At my deli and at my gym and at my golf course, one theme was consistent Monday: At least we beat Dallas.

“At this point," said one guy, “I’m as happy we beat Dallas and kept them out as I am we won.”

I’d known this guy for years. At least, I thought I knew him.

Same thing happened Tuesday, when I picked up my meatball Shorti at my Wawa.

"We’ll beat the Giants next week, but then ... " the store’s general manager said. “At least Dallas didn’t beat us.” He was forlorn and elated at the same time. Mostly elated.

Santa brought him a win over Dallas, and even if the prospects of his 8-7 team are sour, that victory was a delicious Christmas pudding.

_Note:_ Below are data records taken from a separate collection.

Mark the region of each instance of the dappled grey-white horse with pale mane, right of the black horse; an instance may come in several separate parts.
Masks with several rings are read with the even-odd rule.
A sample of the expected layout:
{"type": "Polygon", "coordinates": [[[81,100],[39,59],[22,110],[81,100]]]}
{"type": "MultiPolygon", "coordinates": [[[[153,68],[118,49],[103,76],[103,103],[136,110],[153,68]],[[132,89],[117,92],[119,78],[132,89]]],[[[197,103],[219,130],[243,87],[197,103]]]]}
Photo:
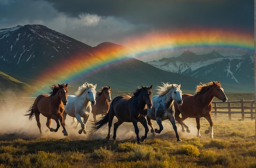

If the Cowboys had won Sunday they’d have taken the NFC East. Denying them seems to be more satisfying to many than wedding-night consummation. Whether or not the Eagles beat the Giants this weekend this strange, this current two-day afterglow will linger for months.

What’s more, if Jerry Jones winds up firing his coaches and remaking his roster, then Sunday’s 17-9 loss in Philly will have been the Cowboys’ nuclear moment -- a loss that will set Dallas back for years; and so the afterglow in Philly will last for years.

This is nuts.

After 25 years of living in this region it still astonishes me that a pedestrian achievement like beating a .500 team in the 15th game of what will be considered a lost season can have such a profound effect on so many. In my defense, as a transplant, I have no historical connection with the franchise: My dad didn’t take me to Veterans Stadium to wish Roman Gabriel was younger and Mike McCormack was smarter.

Still, how sane is it that Eagles fans are made less miserable because people in North Texas are now miserable, too? Apparently, misery loves company, especially when the company is wearing 10-gallon hats.

It’s all completely irrational, which is probably why it all makes sense to Jim Schwartz.

The Eagles’ defensive coordinator arrived at Lincoln Financial Field at 10 a.m. Sunday, more than six hours before kickoff, where he faced significant traffic and saw packed parking lots. After four years of enduring Eagle-mania at Georgetown, he expected nothing else.

“I got introduced to that a little bit when I was in college,” Schwartz said. “A lot of my college friends [came from] schools here in Philadelphia. Even though they were college kids, they were always hyped up about that.”

That was the mid-1980s, when Schwartz was playing linebacker and studying economics, and the Eagles were riding Reggie and Randall, and Buddy Ryan was running up the score, while the Cowboys were in the death throes of the Tom Landry years. Neither team was particularly good, and the rivalry was largely a one-way phenomenon. The Cowboys largely dismissed animosities directed at them; it was like a big brother holding a little brother at arm’s length while the little kid flailed. The Cowboys had Redskins to hate.

This, of course, only amplified Philadelphia’s rage.

Lately, though, a Cowboys team without a Super Bowl appearance in 24 years and just four playoff wins in that span has grown to view the Birds with increasing anger, which increased in October when Doug Pederson foolishly and inaccurately guaranteed a win.

Pederson made no such guarantee for Sunday, and he was subdued after the 17-9 win that put the Eagles at 8-7 and left the Cowboys at 7-8. An Eagles win at the Giants on Sunday or a Cowboys loss to to visiting Redskins assures the Eagles a playoff slot, which most people properly consider a consolation prize, considering how undermanned the Eagles are and how good the 49ers, Packers, Saints, Seahawks, and Vikings look by comparison.

It’s almost as though the ugly victory Sunday was enough. It’s real, but it’s weird. Again, Schwartz understands the intensity.

“Being around the NFL, you sort of felt that,” he said. “That rivalry is one of the special rivalries in the NFL.”

Which is something that I keep learning, with every win over Dallas.